Но давайте я все же расскажу, что именно происходило с Майей Климовой. Хоть причина нарушений ее психики была уникальна, я сразу понял, что эту пациентку следует лечить достаточно типичным способом. А именно, отсекая ее от привычного образа жизни, изолируя от всех внешних раздражителей: лечить глубоким, нет – глубочайшим покоем. Никаких телевизионных передач, никаких телефонных переговоров, никаких книг и газет. Совершенно растительное существование в одноместной палате хотя бы в течение недели. Иначе купировать патологическое возбуждение, охватившее ее, не удалось бы. Ну, разумеется, она находилась под воздействием лекарств, при ней постоянно дежурила медсестра. И спустя уже три дня я понял, что тяжелую фармакопею можно отменить, оставив обычные антидепрессанты. Психологически она была спокойна, только очень печальна, причем стоило ей вспомнить случившееся, как она начинала безудержно рыдать, но слезы как бы очищали ее и успокаивали. Это нормально, это обычная женская реакция на стресс, тем паче такой страшный, как попытка суицида. Меня больше беспокоило другое – ее физическое состояние. Вы знаете, у нас хоть и лечат души пациентов, все же обращают внимание на их телесное здоровье тоже. Еще принимая Майю Алексеевну, я провел необходимый осмотр, клинический минимум обследования и даже при поверхностном пальпировании обратил внимание на спайки в брюшной полости. В случаях любой физической патологии мы обязаны приглашать врача по профилю. В данном случае нам нужен был хирург. Как только нервное состояние Майи стало улучшаться, я направил ее в пятую больницу, благо она рядом, через три квартала, – на консультацию к хирургу. Да, он подтвердил воспаление и возможность спаек в брюшной полости. Посмотрели на УЗИ, но УЗИ таких воспалений не диагностирует. Что можно было предположить насчет причины? Это или опухоль (та самая онкология!), или воздействие какого-то чужеродного агента…
– Как? – невольно засмеялась Алена. – Что за шпионская терминология?

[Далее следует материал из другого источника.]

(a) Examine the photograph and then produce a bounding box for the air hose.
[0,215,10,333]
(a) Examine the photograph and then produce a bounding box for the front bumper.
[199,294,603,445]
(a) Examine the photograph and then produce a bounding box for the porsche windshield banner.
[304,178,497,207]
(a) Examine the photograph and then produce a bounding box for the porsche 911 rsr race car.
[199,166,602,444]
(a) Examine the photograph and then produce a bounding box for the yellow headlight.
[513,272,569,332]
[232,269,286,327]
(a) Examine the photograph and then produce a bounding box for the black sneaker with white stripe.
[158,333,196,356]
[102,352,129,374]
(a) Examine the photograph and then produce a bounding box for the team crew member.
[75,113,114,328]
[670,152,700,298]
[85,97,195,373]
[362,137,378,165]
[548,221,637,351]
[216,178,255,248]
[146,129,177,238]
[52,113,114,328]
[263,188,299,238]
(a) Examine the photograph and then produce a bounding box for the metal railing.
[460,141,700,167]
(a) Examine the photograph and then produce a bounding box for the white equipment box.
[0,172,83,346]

– Правда? – усмехнулся и Грунский. – Мне тоже всегда очень нравилось это выражение, очень интригующее. Однако суть его весьма прозаична. В нашем случае чужеродный агент – какая-то инфекция, кишечная палочка, стафилококк, стрептококк. Или какой-то болезнетворный фактор, о природе которого можно только догадываться. Мы предполагали и лимфаденит, воспаление лимфатических узлов. Хирург дал направление на операцию – диагностическую лапаротомию, то есть ревизию брюшной полости. И вот тогда-то выяснилось, что да – налицо лимфаденит. Был удален воспаленный лимфатический узел из разряда надчревных – тех, что лежат вдоль верхних и нижних надчревных артерий и вен и принимают лимфу от кожи и мышц передней брюшной стенки. Операция прошла успешно, а главное, что она оказала благотворное влияние на состояние нашей пациентки. Я еще до операции заметил, что она беспричинно боялась многих самых привычных, самых обыкновенных вещей. Скажем, мобильный телефон приводил ее в полуистерическое состояние. Даже чужой телефон – ее-то вещи мы сдали в камеру хранения, когда начинали лечение изоляцией. Но все равно: стоило ей увидеть мобильник у врача, сестры, санитара, другого больного, как в ее глазах появлялся страх, она начинала плакать. После операции страх загадочным образом исчез. И даже когда Майя Алексеевна получила обратно свой телефон, она восприняла его возвращение совершенно спокойно, без эмоций. Ну, обрадовалась, что можно подруге позвонить. Вот и все.